CVs, applications, and interviews

Q1. Identify the skills you have acquired outside of your study of, and practical work experience in, law. Consider how they would help you to add value to a law firm.

This question is to encourage you to think about transferable skills. It will be a helpful exercise to consider what you have done outside of law, and how you can re-frame this to show a graduate employer that it has helped you gain skills that you can use to benefit their business. Sections 16.4.2 and 16.4.3 give you guidance about how to do this, and how you might need to play around with the format and headings of your CV to focus on these skills you have acquired outside of the legal world. For example, do you have experience of client care, complaints handling, negotiation, working under pressure, paying attention to detail or being organised? If so, re-frame your experience in these terms, which are recognised and valued by graduate employers. It will present so much better than saying, ‘I worked in a shop last year’.

Q2. Identify the skills you have acquired during your study of, and practical work experience in, law, and highlight those which you think are transferable skills which would be valued by graduate employers in sectors other than law.

Lawyers have not traditionally been as good as the accountants in selling our qualifications as a gold standard for entry into professions other than law. In fact, what we learn during our academic training gives us skills on which any profession would place a high value. The introduction to chapter 16 and section 16.4.3 makes clear that a law degree and work experience in the sector will have given you valuable skills including:

  • advising;
  • commercial awareness;
  • communication skills (face-to-face, by telephone and in writing)
  • critical analysis and reasoning;
  • drafting;
  • evaluation;
  • attention to detail;
  • the ability to distil and summarise information;
  • negotiation;
  • networking;
  • problem solving;
  • research; and
  • strategic thinking.

These skills will be valued by employers in many sectors including:

  • academia;
  • accountancy;
  • the armed forces;
  • banking;
  • the civil service;
  • finance;
  • government;
  • journalism;
  • management;
  • the police;
  • publishing; and
  • recruitment.

Q3. When is the best time for you to schedule regular time for PDP, and how much time can you devote to it?
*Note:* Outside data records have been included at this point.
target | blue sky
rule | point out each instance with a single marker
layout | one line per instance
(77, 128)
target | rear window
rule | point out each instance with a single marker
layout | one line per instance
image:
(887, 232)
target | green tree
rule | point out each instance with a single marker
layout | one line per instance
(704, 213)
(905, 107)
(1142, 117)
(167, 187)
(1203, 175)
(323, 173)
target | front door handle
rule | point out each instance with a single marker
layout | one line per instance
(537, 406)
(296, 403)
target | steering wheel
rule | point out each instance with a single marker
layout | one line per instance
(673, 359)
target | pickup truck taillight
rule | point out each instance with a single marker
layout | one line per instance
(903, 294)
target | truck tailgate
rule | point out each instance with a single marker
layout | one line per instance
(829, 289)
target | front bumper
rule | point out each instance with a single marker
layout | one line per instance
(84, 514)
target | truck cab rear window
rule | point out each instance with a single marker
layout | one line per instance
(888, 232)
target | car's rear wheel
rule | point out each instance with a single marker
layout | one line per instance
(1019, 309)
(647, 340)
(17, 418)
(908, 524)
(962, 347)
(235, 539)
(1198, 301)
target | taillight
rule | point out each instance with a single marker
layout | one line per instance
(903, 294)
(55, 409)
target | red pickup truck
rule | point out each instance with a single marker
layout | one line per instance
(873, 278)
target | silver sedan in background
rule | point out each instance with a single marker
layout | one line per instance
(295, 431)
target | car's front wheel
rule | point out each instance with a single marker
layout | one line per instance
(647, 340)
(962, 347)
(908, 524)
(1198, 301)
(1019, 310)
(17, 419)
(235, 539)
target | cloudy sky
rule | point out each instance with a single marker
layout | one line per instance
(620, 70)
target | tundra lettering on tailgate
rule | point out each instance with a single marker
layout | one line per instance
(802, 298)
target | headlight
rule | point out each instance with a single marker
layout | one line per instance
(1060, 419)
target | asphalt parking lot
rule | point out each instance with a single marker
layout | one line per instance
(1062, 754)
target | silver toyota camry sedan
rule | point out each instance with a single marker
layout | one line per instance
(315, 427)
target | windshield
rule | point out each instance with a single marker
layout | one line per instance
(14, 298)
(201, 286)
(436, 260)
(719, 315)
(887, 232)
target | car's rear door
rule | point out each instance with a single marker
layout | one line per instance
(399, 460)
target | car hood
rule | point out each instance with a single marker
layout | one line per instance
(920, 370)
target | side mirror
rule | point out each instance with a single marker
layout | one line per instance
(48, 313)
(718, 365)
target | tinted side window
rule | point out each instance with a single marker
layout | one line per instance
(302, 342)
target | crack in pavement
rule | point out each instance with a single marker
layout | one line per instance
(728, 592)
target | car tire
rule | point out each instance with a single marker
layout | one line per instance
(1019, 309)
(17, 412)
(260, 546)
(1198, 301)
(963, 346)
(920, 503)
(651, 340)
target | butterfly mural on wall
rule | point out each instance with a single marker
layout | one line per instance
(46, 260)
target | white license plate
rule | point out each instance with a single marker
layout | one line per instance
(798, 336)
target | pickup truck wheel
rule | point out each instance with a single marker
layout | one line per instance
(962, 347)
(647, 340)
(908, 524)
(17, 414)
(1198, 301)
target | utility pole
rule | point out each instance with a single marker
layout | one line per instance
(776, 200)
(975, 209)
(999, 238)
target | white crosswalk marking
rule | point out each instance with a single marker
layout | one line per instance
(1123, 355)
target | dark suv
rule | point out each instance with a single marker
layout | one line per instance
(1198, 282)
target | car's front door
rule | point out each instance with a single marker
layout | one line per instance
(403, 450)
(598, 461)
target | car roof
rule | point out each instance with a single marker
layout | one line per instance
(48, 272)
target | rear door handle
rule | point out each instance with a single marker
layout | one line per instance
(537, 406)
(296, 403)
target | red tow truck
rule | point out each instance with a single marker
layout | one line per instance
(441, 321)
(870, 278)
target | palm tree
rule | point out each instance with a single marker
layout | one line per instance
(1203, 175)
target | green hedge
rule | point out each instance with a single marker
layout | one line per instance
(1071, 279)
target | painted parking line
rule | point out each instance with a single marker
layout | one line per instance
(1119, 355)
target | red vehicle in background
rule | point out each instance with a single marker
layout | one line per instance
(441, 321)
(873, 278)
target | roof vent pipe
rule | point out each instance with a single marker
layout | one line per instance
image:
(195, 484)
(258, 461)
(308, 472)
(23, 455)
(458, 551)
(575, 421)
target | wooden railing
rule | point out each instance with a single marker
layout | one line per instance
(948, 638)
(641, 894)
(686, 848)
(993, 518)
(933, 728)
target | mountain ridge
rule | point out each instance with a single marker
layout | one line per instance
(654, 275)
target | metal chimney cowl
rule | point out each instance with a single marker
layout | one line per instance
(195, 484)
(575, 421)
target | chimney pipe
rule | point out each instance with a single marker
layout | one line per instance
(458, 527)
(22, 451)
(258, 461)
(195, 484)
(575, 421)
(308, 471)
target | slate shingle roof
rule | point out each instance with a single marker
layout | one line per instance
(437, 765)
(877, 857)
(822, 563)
This question was designed to help you factor PDP into your timetable, because it is so important to start it early to identify gaps and address them well (that is, years) in advance of the application process. It can feel counter intuitive to look for issues that you need to address, as if you are creating work for yourself, but you should see the process as doing little and often now in order to save you time and prevent you from a more stressful situation later on. It should all help to secure you the job you want, too, which must be a positive thing. As 15.2.2 explained, the simpler your PDP, the more likely you are to use it. Your university is likely to have templates you can download and use to make the process painless. Make finding these your first job once you have scheduled regular PDP time in your diary.

Q4. Identify three gaps in your current CV which you need to address as priority. How do you plan to address them, and by when?

Again this question was to encourage you to engage with the PDP process. It may be that you do not have any work experience, or you do not know how to network, or you are struggling to cite examples of teamwork. Identifying the gaps is the first step. You then need to explore the opportunities presented to you as a student (and there are likely to be many) and plan to exploit them to fill the gaps you have identified. If you start early, this process does not need to be painful, and it is likely that it covers activities you might have done in any event, but through this process you might take a contemporaneous note of them and perhaps approach them in a different way. For example, rather than drift around a law fair looking for free gifts, you might prepare for one using the guidance set out in 15.7.1 and gain networking and possibly work experience from it.

For more information and guidance on Law Fairs, see for example:

https://www.youtube.com/watch?v=KP5fA0dJpW4&feature=youtu.be

Q5. When is the earliest time you can apply for the graduate role you are seeking?

Taking a year out by choice is one thing; taking a year out because you inadvertently missed an application deadline is something to avoid. When I teach graduates on professional programmes often I feel frustrated when I hear that they have not been made aware of the early application deadlines for the larger law firms and other professional employers, and have missed out on potential funding and are having to finance an expensive year out. You can apply for some roles in your first year if you are on a two year degree, and in your second year if you are on a three year degree. Factor in that these employers will want to see some work experience, and you will see that you should be preparing some sort of application right now. Familiarise yourself now with the timings and deadlines set out in 15.2 so that you can plan your applications for graduate roles and work experience in good time.